Janusz Leon Wiśniewski odebrał Asa EMPiKu 2006 w kategorii „książka: literatura polska” za powieść Samotność w Sieci.

Jest pan pierwszym polskim prozaikiem, który otrzymał statuetkę Asa EMPiKu w kategorii „literatura polska”. Do tej pory sięgały po nią pisarki - Joanna Chmielewska i Katarzyna Grochola.

Janusz L. Wiśniewski:
Nie zdawałem sobie z tego sprawy. Wielu z moich czytelników uważa, że mam pewne pierwiastki kobiecości, być może stąd ta nagroda. 

Nagrodzona książka powstała 6 lat temu. Czym pan tłumaczy fakt, że dopiero w tym roku czytelnicy ruszyli do księgarń wystarczająco licznie, by wywalczyć dla Pana Asa EMPiKu?

JLW:
Tłumaczę to wieloma względami. Ta książka, która ukazała się w 2001 roku, nie jest już nawet bestsellerem, ona tworzy jak gdyby nową kategorię - longseller, który sinusoidalnie powraca i znika z list bestsellerów. Tłumaczę to m.in. tym, że po książkę sięgnęło zapewne nowe pokolenie. Osoby, które były nastolatkami, gdy debiutowałem jako pisarz Samotnością w Sieci, być może sięgnęły po tę książkę w ubiegłym roku. Nie ukrywam, że pomogła też ekranizacja powieści. W sposób naturalny o Samotności... ponownie zrobiło się głośno. W międzyczasie ukazywały się też różne wersje, choćby Tryptyk. To powodowało, że książka nie umierała, nie znikała. Każdy radioaktywny pierwiastek chemiczny ma czas połowicznego rozkładu. Z książką dzieje się podobnie.

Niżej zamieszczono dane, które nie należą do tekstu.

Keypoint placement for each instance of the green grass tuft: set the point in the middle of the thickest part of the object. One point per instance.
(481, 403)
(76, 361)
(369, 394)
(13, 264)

W przypadku Samotności w Sieci ten czas połowicznego rozpadu jest strasznie długi.


As to najważniejsza nagroda

Katarzyna Grochola jest rekordzistką w dziedzinie zdobywania Asów EMPiKu - w ciągu ośmioletniej historii plebiscytu otrzymała cztery statuetki za zwycięstwo w kategorii „książka: literatura polska”. W 2006 r. do Asa nominowana była jej najnowsza powieść A nie mówiłam!

Jeszcze żaden z polskich pisarzy nie otrzymał tylu Asów EMPiKu, ile Pani ma w swojej kolekcji...

Katarzyna Grochola:
Czyli wszystko jeszcze przed nimi.

Czy statuetki Asów zajmują ważne miejsce na Pani półce?

KG:
To jest najważniejsza nagroda, ponieważ jej przyznanie zależy tylko od tych, którzy czytają książki.

Jak to się stalo, że nie otrzymała Pani Asa w tym roku?

KG:
Też jestem rozczarowana, tym bardziej, że w tym roku jest taka ładna statuetka (śmiech). Ale dostał ją Janusz Wiśniewski, też od paru lat nominowany, więc jakoś to przeboleję. Trzeba również powiedzieć, że wydałam A nie mówiłam! pod koniec roku. Może w przyszłym roku się pospieszę.

Czyli pracuje już Pani nad nową książką?

KG:
Tak, piszę już nową książkę, ale jest za wcześnie, żeby o tym mówić. Powiem tylko tyle, że będzie to powieść. Oczywiście o miłości. Ale może tym razem także o rozstaniu?

Czy może Pani zdradzić termin premiery?

KG:
Nie, ponieważ mam teraz własne wydawnictwo, a w tym wydawnictwie wszyscy mnie dobrze traktują i nie podpisuję wcześniej umów (śmiech).


Sygnał z nieba

Andrzej Sapkowski odebrał Asa EMPiKu 2006 w kategorii kategorii „książka: fantastyka” za powieść Lux perpetua. Był to dla twórcy postaci wiedźmina Geralta trzeci As.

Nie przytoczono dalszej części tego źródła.